Ему и нечего было делать, как сидеть в почетном польском плену: юридически Владислав давно был признан русским царем, и все ему присягнули, а фактически половина его царства находилась уже в состоянии открытого восстания против нового царя по причинам, не имевшим ничего общего с православной верой. Кандидатура Владислава была принята правящими кругами русского общества под одним условием и с одной надеждой, что польские войска восстановят «порядок» в Московском государства, подавят социальный бунт низов и дадут возможность помещику исправно получать царское жалованье и хозяйничать в своем имении, а купцу мирно торговать, как во дни Бориса Федоровича, которого когда-то не умели ценить.

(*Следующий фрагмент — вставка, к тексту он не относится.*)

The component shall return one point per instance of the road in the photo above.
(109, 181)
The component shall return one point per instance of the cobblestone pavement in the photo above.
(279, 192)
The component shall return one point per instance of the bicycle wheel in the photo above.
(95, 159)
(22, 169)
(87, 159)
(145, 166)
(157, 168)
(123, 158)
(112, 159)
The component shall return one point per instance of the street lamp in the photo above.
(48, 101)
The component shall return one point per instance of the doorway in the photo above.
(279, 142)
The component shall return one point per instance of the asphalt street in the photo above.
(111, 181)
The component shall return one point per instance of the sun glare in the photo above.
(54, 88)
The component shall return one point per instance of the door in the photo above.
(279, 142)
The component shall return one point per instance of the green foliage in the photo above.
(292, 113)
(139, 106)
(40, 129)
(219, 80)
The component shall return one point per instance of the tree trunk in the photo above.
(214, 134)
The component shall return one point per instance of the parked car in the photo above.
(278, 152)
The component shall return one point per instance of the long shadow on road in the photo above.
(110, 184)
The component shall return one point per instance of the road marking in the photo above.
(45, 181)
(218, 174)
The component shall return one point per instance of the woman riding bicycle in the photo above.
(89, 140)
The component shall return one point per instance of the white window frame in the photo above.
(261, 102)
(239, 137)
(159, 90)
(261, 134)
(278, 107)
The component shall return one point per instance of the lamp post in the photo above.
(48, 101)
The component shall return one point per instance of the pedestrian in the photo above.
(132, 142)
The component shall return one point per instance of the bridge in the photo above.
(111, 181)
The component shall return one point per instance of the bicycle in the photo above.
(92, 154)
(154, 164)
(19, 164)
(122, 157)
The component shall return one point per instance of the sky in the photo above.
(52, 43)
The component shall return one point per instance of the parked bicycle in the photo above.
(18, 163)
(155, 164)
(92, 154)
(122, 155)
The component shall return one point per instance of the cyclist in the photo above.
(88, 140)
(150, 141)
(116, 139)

Прочность польского царя на московском престоле всецело зависела от того, будет ли это условие выполнено. И очень скоро обнаружилось, что правительство Сигизмунда не только не умеет удовлетворить этой основной потребности имущих классов московского общества, но что оно и его агенты в Москве являются новым ферментом разложения. Никогда еще анархия не достигала таких размеров, как в первые месяцы царствования Владислава, и притом формы этой анархии были особенно опасны как для буржуазии, так и для средних землевладельцев.
Прежде всего, в Москве льстили себя надеждой, что стоит Сигизмунду приказать – и тушинский «царик», так вредно действовавший на московских «черных людей» и на барских холопов, исчезнет, как дым. Исчезло, однако, Тушино, а второй Дмитрий остался. Он засел в Калуге со своими казаками, которые грабили и опустошали тем больше, чем меньше оставалось у них надежды стать самим помещиками. Как и следовало ожидать, даже исчезновение «вора» не положило этому конца: второй Дмитрий был убит, случайно или нет – для истории это имеет весьма мало значения, но у вдовы первого Дмитрия, Марины Юрьевны, которая была официально женой и второго, оказался сын – и казаки начали приводить к присяге на его имя всех, кто только оказывался в пределах досягаемости «воровских» отрядов.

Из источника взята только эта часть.